Когда мать препятствует сексуальной активности дочери, она выполняет свою нормальную функцию, которая, будучи основанной на могучих бессознательных мотивах, определяется событиями детства и которая получила санкцию общества. И уже дело самой дочери эмансипироваться от этого влияния и решить для себя, исходя из рациональных доводов, в какой степени она может позволить себе сексуальное удовольствие или должна отказаться от него. Если при попытках эмансипироваться она становится жертвой невроза, то следует предположить у нее наличие комплекса матери, который, как правило, трудно преодолим и не поддается контролю с ее стороны. Конфликт между этим комплексом и новым направлением, в котором устремилось либидо, принимает форму того или иного невроза в зависимости от склонностей субъекта. Однако проявление невротической реакции всегда будет определяться не ее актуальным отношением к действительной матери, но ее инфантильным отношением к ее раннему образу матери.
Мы знаем, что наша пациентка много лет не имела отца: мы можем также предположить, что ей вряд ли бы удавалось уклоняться от общения с мужчинами до возраста тридцати лет, если бы у нее не было поддержки со стороны сильной эмоциональной привязанности к матери. Когда же ее либидо обратилось на мужчину в ответ на его настойчивое ухаживание, эта поддержка превратилась в тяжелое ярмо. Девушка попыталась освободить себя от своей гомосексуальной привязанности, и ее наклонности позволили ей сделать это в форме параноической мании. Таким образом, мать превратилась во враждебного и злобного надзирателя и преследователя. С этим можно было бы справиться, если бы комплекс матери не сохранил достаточно силы для того, чтобы выполнять свою цель — удерживать пациентку на расстоянии от мужчин. Как следствие, в конце первой фазы конфликта пациентка отстранилась от своей матери, но в то же время не сумела уйти от нее к мужчине.
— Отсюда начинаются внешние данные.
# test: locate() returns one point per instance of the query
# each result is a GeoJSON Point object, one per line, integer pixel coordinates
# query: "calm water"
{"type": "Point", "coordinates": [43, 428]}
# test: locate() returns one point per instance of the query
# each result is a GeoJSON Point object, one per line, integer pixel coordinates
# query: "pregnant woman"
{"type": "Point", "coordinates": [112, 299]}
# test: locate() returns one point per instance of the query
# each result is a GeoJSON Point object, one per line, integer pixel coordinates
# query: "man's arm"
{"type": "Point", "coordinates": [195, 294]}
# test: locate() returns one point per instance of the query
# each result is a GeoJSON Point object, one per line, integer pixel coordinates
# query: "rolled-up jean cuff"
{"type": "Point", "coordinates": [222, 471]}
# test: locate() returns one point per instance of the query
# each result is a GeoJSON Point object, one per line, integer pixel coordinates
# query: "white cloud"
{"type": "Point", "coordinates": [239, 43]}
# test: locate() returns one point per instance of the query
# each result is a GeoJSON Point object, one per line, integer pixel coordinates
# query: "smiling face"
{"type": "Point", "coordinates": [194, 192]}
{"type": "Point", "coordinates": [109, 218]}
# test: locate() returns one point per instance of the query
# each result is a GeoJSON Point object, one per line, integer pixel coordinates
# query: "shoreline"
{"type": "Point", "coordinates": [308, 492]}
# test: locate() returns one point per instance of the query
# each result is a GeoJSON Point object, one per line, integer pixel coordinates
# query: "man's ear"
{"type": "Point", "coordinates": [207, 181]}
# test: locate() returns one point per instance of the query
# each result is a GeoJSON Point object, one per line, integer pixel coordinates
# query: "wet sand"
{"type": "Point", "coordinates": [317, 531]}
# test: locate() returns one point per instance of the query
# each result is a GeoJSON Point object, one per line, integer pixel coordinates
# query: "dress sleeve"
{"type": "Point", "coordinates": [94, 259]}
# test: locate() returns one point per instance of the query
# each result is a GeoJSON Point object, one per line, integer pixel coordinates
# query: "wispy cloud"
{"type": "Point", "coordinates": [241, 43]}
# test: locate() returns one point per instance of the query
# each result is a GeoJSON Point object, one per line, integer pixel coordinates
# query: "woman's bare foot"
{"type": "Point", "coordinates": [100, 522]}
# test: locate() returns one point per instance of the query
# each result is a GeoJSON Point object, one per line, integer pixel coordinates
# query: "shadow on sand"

Не удивительно, что обоих она видела вовлеченными в заговор против нее. Затем энергичные усилия мужчины решительно привлекли ее к нему. Она как бы поборола в сознании сопротивление матери и с готовностью пришла на вторую встречу со своим любовником. В дальнейшем мы не видим повторного появления матери, но можно с уверенностью настаивать на том, что в этой первой фазе любовник превратился в преследователя не непосредственно, но через мать и в силу своих взаимоотношений с матерью, которая играла ведущую роль в первой мании.